If your spouse has seemingly checked out of your marriage, it makes sense that you might respond with a little anger. But if your aim is to have a constructive conversation, anger isn’t going to do much good, said Aaron Anderson, a marriage and family therapist in Denver, Colorado.
“Anger provokes an instinctual fight-or-flight response in whoever you’re talking to,” he said. “Your spouse will either fight back or shut down and neither one is good for communication.”
Instead, try to hold your temper and use a relaxed tone of voice.
“A little patience and kindness will go a lot further than anger in getting your spouse to open up,” Anderson said.
5. Open up first about your own vulnerabilities.
Vulnerability breeds more vulnerability, said Kari Carroll, a couples therapist in Portland, Oregon. If your spouse did something last week that triggered emotions from your past, open up about it.
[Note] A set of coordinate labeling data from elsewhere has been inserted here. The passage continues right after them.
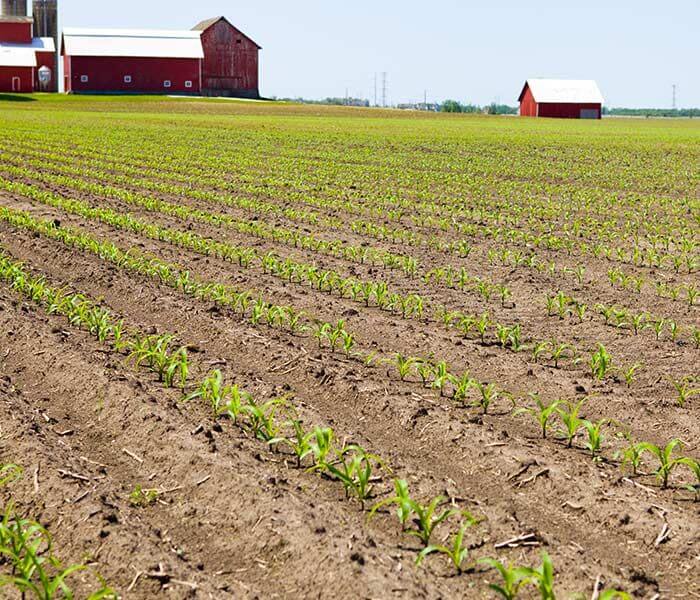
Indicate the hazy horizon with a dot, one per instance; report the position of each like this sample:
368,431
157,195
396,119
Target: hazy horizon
467,52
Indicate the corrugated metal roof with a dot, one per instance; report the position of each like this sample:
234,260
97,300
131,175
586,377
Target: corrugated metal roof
133,43
583,91
24,55
207,23
17,56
“If you talk about past hurts, your S.O will be more likely to understand the context of this pain for you because you have shared how you’ve felt pain from others,” she said. “When your partner sees you find safety in the relationship, they are more likely to do the same.”
6. Listen intently.
When your spouse does want to talk about something that’s bothering them, actively listen, said Amanda Deverich, a marriage and family therapist in Williamsburg, Virginia. That means not jumping in right away with reassuring comments like, “Don’t worry, it will be OK!”
“That shows concern but it’s not actually listening,” Deverich said. “Usually, quiet partners have learned in life not to bother expressing their feelings because they’ve been overrode by others who engage at a louder level.”
The next time your spouse has something to say, hold back and listen.
“Try just being quiet for about 15 seconds, maintain eye contact and a soft expression,” she said. “If they continue talking, you continue listening. Engage with just your most important sentences, not paragraphs.”
7. Ask open-ended questions.
You’re not likely to get the answers you want with “yes” or “no” questions, said Elizabeth Earnshaw, a therapist based in Philadelphia, Pennsylvania.
“Questions like ‘Are you sad?’ don’t leave a lot of room for communication and can feel invasive or forceful to a closed off partner,” she said. “Try asking ‘What’s going on?’ or ‘Tell me about your day’ instead.”
8. Check in but don’t be obnoxious about it.
From here on out, make a point to check in with your spouse. The trick is to do it subtly, so your spouse doesn’t feel forced to open up or talk, said Marie Land, a psychologist in Washington, D.C.
“You need to be able to address the elephant in the room but they need to know they can get out of an uncomfortable emotional conversation,” she said. “If they say there’s nothing wrong, don’t act like it’s a personal insult. Be light about your check-ins and you may plant the seed for them to open up in the future.”